2) Collaboration Across the Supply Chain: As costs rise, collaboration between design firms, foundries, and packaging companies has intensified to share the burden of R&D and manufacturing investments. For instance, Intel’s IDM 2.0 strategy involves manufacturing for external clients, similar to pure play foundries
3) Vertical Integration: Companies like Apple are increasingly designing their own processors (e.g., M-series), controlling the entire hardware-software stack to optimize performance without relying on general-purpose chips from external vendors
Multi-chip Modules
MCMs are packages that contain multiple integrated circuits (ICs) or dies assembled onto a single substrate. These dies are typically placed side by side (in a 2D arrangement) and connected using wire bonds or a silicon interposer.
Key Features:
- 2D Integration: Multiple dies are placed on a substrate in close proximity.
- Parallel Processing: MCMs allow for several chips to work together, which increases overall system performance by distributing workloads across multiple dies.
- Cost-Effective: MCMs can reduce costs by using different process nodes for different chips (e.g., using an older process for less critical parts).
- Used for: Applications requiring multiple functionalities (e.g., CPU and memory) on the same package, such as in graphics processors (GPUs) or system-on-chip (SoC) designs.

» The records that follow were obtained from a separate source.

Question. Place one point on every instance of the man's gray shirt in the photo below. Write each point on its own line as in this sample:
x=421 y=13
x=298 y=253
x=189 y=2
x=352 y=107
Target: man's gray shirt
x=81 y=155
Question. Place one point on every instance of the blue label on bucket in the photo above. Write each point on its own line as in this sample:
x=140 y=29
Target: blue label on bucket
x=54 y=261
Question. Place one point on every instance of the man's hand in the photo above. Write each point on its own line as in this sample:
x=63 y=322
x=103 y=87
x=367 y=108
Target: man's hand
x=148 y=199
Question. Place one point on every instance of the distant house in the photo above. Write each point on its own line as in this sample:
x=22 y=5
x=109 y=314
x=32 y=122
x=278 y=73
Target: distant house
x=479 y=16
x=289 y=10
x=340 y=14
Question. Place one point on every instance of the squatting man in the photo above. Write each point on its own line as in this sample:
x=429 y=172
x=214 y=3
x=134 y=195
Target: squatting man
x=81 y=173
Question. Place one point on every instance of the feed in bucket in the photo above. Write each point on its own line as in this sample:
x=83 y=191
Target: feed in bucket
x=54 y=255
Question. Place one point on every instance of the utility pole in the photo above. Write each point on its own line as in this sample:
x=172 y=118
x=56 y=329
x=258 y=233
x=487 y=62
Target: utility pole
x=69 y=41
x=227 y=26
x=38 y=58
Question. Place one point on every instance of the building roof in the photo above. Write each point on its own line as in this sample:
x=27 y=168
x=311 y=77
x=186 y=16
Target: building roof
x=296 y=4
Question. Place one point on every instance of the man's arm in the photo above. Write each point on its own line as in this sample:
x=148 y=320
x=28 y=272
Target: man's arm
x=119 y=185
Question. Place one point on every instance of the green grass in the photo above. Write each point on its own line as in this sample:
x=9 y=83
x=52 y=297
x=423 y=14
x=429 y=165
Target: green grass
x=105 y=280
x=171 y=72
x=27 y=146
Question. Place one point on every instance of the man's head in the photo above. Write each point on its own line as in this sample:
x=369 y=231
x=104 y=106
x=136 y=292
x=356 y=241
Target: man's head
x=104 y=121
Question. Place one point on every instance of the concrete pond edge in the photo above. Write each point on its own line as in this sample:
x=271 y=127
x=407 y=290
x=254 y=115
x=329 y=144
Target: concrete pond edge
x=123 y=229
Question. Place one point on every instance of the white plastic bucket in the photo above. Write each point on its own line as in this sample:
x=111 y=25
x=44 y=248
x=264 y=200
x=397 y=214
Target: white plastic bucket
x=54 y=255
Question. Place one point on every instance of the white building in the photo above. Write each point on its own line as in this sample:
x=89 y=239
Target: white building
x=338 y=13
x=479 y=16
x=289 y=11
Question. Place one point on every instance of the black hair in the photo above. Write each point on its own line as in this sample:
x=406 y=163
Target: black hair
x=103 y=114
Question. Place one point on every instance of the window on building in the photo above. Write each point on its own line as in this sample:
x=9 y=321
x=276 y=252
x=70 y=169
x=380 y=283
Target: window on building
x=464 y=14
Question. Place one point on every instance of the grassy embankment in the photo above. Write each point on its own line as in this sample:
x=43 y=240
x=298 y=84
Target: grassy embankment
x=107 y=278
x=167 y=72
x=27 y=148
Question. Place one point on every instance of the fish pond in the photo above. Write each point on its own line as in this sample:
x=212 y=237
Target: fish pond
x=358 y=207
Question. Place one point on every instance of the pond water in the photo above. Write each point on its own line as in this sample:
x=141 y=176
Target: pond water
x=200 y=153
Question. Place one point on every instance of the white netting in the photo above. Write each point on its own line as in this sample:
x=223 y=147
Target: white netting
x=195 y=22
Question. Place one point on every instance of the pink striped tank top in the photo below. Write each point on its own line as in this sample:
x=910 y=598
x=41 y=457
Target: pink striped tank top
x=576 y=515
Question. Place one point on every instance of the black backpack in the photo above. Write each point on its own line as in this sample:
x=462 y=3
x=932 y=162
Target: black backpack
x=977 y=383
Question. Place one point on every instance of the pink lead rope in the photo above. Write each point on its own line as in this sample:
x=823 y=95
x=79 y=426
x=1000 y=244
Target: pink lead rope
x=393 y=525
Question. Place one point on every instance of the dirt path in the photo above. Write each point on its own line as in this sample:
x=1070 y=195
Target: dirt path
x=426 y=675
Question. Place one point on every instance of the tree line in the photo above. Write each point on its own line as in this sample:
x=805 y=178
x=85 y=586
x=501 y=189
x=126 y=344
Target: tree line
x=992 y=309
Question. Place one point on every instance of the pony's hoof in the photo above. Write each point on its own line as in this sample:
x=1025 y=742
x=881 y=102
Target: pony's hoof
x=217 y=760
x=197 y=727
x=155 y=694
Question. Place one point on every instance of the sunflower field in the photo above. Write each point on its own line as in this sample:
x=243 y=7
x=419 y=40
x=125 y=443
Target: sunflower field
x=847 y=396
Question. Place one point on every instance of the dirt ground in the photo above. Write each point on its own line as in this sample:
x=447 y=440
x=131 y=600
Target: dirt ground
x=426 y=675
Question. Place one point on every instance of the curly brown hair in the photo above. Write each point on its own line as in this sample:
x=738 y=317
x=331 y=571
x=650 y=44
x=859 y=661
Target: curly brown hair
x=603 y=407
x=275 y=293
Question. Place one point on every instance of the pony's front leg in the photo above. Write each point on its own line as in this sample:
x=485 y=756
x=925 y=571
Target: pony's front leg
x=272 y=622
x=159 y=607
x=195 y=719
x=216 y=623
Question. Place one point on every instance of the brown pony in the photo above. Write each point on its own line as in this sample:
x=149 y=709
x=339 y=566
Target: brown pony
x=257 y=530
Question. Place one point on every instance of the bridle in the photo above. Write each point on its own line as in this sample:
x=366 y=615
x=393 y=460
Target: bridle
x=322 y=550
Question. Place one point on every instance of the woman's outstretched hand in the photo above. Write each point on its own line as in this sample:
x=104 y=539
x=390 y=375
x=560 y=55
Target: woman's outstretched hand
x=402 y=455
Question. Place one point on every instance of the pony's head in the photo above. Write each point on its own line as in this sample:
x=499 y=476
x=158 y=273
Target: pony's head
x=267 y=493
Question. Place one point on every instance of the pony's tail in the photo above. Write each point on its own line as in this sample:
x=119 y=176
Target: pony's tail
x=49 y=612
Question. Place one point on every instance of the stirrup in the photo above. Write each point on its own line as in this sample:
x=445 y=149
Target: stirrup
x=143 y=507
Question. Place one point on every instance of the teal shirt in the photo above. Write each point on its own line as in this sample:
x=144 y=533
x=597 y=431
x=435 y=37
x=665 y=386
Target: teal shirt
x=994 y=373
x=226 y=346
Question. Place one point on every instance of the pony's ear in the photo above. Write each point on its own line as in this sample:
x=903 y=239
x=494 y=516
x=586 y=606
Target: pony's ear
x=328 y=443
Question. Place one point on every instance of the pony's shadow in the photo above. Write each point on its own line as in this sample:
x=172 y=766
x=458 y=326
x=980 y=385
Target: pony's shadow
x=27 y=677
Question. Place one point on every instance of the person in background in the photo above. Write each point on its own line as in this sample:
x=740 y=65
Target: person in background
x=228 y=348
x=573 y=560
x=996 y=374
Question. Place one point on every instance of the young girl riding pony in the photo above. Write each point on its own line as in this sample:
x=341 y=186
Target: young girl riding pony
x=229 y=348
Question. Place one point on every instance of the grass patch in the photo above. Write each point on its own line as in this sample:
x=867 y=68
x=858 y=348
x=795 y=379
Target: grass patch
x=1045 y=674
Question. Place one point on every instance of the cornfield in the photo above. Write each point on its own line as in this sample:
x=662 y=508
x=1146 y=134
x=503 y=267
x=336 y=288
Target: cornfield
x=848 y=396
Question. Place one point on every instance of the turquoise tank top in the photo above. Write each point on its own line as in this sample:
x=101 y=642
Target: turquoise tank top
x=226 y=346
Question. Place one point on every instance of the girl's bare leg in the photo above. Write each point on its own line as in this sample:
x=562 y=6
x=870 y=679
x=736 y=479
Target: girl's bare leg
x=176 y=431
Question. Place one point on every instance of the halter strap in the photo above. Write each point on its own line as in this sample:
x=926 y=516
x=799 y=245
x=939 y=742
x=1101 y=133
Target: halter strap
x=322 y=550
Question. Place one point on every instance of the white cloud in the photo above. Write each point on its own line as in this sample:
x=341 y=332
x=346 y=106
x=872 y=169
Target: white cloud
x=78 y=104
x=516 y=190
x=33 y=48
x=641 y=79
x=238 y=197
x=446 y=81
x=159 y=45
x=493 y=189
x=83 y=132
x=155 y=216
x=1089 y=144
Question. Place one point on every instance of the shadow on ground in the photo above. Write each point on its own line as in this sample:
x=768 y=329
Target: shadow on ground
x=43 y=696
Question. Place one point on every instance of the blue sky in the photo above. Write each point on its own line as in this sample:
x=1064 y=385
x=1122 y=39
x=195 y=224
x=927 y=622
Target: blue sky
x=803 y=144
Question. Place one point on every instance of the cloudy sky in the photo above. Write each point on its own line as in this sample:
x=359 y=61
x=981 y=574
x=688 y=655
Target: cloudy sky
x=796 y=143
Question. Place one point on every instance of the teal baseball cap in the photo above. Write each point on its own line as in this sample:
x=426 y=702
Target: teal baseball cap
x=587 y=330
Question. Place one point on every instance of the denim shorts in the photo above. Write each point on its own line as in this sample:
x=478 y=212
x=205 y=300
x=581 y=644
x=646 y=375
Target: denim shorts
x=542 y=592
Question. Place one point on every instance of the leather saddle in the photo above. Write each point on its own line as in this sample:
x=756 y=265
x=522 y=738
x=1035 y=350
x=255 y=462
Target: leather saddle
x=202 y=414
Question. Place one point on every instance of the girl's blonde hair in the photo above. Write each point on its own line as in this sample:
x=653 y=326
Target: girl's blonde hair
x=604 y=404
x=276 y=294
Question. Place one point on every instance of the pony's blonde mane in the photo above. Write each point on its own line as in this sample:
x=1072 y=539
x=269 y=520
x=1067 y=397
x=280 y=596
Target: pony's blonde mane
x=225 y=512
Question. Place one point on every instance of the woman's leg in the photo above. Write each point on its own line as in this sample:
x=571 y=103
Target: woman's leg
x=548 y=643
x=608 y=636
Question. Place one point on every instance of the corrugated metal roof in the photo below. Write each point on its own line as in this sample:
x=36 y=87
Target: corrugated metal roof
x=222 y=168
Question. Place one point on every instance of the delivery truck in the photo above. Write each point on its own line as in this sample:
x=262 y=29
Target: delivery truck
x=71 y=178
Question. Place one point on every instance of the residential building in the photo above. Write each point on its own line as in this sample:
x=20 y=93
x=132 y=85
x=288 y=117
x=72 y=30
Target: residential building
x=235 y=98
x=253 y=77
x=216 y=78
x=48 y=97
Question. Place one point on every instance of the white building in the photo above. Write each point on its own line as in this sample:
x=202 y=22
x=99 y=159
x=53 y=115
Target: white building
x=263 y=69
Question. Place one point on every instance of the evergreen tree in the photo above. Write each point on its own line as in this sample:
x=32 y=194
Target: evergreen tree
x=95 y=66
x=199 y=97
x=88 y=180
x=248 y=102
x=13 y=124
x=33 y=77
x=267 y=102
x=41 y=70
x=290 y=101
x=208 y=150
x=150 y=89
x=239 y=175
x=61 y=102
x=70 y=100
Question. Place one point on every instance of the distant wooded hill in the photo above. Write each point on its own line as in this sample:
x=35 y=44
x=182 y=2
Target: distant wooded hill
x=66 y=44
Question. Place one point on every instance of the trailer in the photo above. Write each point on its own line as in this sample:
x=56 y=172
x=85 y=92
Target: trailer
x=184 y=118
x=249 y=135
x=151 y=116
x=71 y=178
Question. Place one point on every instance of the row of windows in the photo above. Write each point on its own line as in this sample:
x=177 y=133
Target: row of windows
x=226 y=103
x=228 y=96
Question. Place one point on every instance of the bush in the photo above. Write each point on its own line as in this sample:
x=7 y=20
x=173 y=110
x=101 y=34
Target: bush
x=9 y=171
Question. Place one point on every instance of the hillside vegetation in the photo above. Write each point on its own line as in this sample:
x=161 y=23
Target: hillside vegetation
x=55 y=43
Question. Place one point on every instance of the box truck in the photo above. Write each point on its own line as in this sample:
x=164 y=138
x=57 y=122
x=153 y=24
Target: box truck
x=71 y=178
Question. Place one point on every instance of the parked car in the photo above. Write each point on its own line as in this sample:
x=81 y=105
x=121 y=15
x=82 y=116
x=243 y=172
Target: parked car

Example: GPUs often use MCMs to combine processing cores and memory chips within a single package, allowing faster communication and reducing overall system latency.
3D Stacking in VLSI
Overview:
3D stacking involves stacking multiple layers of integrated circuits (ICs) on top of each other, forming a vertical integration. These layers are interconnected through Through-Silicon Vias (TSVs), which allow for shorter interconnects between layers compared to traditional 2D layouts.
Key Features:
- Vertical Integration: Chips are stacked vertically, resulting in a smaller footprint, which reduces latency and power consumption by minimizing the distance signals need to travel.
- Higher Density: By stacking layers of logic, memory, or both, 3D ICs achieve higher transistor densities.
- Better Power Efficiency: Signals travel shorter distances, and stacking reduces power loss, making 3D ICs highly efficient.
Applications:
3D stacking is particularly useful in high-performance computing, where memory bandwidth is crucial, such as in High Bandwidth Memory (HBM) for GPUs and AI processors.
Example: High Bandwidth Memory (HBM) and stacked DRAM solutions are popular examples of 3D stacking technology used in advanced GPUs and AI chips.
Chiplets
Overview:
Chiplets are small functional blocks or “mini-chips” that can be mixed and matched within a package to form a larger, more complex system. Each chiplet performs a specific function (e.g., I/O, memory, or CPU), and they are connected using high-speed interconnects on a substrate or interposer.
Key Features:
- Modularity: Chiplets allow designers to reuse blocks of IP across different products, saving design time and costs.
- Scalability: Different chiplets can be manufactured using different process nodes, optimizing costs and performance for specific functions.
- Customization: Chiplets enable a modular approach to building chips, allowing manufacturers to create highly customized solutions for specific workloads.
Application: High-performance processors (e.g., AMD’s Ryzen and EPYC processors) and heterogeneous systems where different tasks require specialized chiplets for optimal performance.
Example: AMD’s Zen architecture uses chiplets to separate CPU cores from I/O, allowing the cores to be manufactured on an advanced node (e.g., 7nm) while using an older process for I/O, thus optimizing cost and performance.